After we had been for some days on N’da Ali I learnt the habits of this crowd of apes. In the early morning they would be high up the mountain screaming and laughing among the tall cliffs; at midday they would be in the thick forest lower down, where they could find shade from the sun, and at this time they were almost silent; in the evening they would descend to the great step along the side of the mountain on which we were camped, and treat us to an evening concert which was prolonged and nerve-shattering. Then, as darkness fell, they would grow silent except for an occasional whimper. Their movement was very regular, and you could tell with reasonable accuracy what time of day it was by listening to hear which part of the forest they were in.
On returning to camp I found that the bird trapper had made the first two captures: one was a Forest robin, which was not exciting as I knew that John had plenty of them, and the other was a drab little bird with a speckled breast, which was almost indistinguishable from an ordinary English thrush. It was, in fact, so uninteresting that I was on the point of letting it go again, but I thought that I would send it down to John for him to look at, so I packed up both birds and sent the carrier post-haste down the mountain to Bakebe, with instructions that he was to be back again early next morning.

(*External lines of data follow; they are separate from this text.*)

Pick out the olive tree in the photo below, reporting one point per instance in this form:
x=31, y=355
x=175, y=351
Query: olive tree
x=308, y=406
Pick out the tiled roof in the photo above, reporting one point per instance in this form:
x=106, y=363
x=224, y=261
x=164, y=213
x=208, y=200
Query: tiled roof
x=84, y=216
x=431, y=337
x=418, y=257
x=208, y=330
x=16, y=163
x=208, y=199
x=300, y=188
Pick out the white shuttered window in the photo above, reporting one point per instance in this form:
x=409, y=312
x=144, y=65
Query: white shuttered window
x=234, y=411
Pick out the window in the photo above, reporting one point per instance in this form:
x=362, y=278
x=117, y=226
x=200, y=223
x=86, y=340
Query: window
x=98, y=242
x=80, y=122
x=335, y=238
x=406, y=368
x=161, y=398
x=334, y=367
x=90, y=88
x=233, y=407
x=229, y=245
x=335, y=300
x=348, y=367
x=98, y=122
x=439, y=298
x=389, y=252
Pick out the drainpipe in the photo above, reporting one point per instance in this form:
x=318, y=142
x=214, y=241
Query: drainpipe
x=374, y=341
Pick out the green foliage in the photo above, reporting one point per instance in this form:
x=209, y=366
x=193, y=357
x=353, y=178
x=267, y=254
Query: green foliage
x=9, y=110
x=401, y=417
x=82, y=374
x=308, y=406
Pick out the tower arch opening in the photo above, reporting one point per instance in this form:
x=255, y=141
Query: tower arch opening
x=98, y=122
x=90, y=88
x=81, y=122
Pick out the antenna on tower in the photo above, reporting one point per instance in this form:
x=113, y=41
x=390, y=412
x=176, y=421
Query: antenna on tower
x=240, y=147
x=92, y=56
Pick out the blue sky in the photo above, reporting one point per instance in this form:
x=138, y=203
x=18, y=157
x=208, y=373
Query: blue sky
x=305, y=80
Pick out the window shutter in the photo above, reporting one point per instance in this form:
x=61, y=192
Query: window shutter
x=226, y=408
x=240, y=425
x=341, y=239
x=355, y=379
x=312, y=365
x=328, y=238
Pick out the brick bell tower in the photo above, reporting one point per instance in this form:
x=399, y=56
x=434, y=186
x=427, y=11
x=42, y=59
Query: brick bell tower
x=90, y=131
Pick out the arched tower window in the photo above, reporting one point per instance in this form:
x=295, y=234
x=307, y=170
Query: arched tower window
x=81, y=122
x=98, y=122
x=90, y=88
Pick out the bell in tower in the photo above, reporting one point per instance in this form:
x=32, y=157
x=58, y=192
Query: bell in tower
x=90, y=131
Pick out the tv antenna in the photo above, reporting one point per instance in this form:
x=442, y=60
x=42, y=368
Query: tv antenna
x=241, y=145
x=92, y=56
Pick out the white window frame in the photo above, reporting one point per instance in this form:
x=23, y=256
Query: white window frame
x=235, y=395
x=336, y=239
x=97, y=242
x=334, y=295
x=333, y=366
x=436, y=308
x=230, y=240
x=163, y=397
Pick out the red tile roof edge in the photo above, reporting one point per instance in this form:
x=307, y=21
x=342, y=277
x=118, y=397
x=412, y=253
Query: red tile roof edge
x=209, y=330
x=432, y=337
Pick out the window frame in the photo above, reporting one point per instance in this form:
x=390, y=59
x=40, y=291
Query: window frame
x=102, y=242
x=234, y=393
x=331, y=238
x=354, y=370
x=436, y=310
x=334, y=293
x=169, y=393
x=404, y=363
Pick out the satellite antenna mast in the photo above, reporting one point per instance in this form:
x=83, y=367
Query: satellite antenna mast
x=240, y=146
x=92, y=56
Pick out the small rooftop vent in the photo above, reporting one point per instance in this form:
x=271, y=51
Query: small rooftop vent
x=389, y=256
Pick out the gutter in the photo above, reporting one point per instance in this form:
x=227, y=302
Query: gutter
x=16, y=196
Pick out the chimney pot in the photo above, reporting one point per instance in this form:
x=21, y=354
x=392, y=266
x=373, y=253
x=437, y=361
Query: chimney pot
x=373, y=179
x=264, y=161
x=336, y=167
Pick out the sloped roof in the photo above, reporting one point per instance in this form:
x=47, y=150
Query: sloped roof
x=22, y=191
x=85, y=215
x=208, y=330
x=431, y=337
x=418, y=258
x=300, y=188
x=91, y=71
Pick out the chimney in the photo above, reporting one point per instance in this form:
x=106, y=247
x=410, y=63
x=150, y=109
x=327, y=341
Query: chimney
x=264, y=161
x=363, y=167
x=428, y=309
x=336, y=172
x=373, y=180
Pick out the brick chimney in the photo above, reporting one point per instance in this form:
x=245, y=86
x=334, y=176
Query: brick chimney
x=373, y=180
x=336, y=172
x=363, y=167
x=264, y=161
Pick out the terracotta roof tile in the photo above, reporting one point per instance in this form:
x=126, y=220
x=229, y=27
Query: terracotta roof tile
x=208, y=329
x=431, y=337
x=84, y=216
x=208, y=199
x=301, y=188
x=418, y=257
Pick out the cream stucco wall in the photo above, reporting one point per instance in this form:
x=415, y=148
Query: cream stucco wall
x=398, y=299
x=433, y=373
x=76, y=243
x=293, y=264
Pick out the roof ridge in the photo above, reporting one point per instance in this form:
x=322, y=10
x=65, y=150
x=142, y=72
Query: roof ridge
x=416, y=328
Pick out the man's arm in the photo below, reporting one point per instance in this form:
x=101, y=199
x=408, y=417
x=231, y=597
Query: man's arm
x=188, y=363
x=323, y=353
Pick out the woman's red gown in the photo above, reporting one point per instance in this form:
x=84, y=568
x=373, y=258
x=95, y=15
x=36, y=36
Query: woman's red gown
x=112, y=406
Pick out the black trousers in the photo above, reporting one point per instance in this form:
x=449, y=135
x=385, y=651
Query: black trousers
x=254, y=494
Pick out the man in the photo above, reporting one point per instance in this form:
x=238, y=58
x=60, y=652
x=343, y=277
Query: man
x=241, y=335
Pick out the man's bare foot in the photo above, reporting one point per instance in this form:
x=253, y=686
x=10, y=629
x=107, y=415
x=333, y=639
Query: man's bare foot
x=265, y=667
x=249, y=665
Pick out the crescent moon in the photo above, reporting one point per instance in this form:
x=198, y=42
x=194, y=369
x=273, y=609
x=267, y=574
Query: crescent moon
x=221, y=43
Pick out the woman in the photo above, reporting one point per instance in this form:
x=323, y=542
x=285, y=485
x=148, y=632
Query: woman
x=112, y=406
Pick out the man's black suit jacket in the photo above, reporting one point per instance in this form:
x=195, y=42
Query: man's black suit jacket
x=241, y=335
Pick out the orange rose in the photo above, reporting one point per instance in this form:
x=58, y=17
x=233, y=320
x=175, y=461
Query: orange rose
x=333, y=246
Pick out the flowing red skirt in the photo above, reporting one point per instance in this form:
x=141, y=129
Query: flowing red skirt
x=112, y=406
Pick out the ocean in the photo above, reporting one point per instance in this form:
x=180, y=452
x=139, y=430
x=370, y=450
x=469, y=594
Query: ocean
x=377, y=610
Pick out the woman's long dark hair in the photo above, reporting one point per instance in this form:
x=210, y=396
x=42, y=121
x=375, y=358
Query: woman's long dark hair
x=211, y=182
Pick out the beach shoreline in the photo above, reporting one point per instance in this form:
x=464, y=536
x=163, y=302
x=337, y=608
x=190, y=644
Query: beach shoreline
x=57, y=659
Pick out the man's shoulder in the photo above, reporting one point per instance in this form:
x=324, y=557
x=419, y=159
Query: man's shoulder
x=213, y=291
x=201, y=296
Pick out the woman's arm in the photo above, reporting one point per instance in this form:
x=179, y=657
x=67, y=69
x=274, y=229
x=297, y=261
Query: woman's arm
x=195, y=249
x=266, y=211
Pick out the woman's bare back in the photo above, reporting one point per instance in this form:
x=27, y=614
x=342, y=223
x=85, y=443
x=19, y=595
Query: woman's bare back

The next day he appeared neck and neck with my morning tea, bringing a note from John. From this it transpired that the drab little bird I had sent was, in reality, a Ground Thrush of great rarity, and an important addition to the collection, and my companion exhorted me to get as many as I could. When I remembered how close I had been to releasing what now turned out to be a bird that rejoiced in the name of Geokichla camerunensis, my blood ran cold. I hastily called for the bird trapper and informed him that he would get extra pay for each of the Ground Thrushes he procured.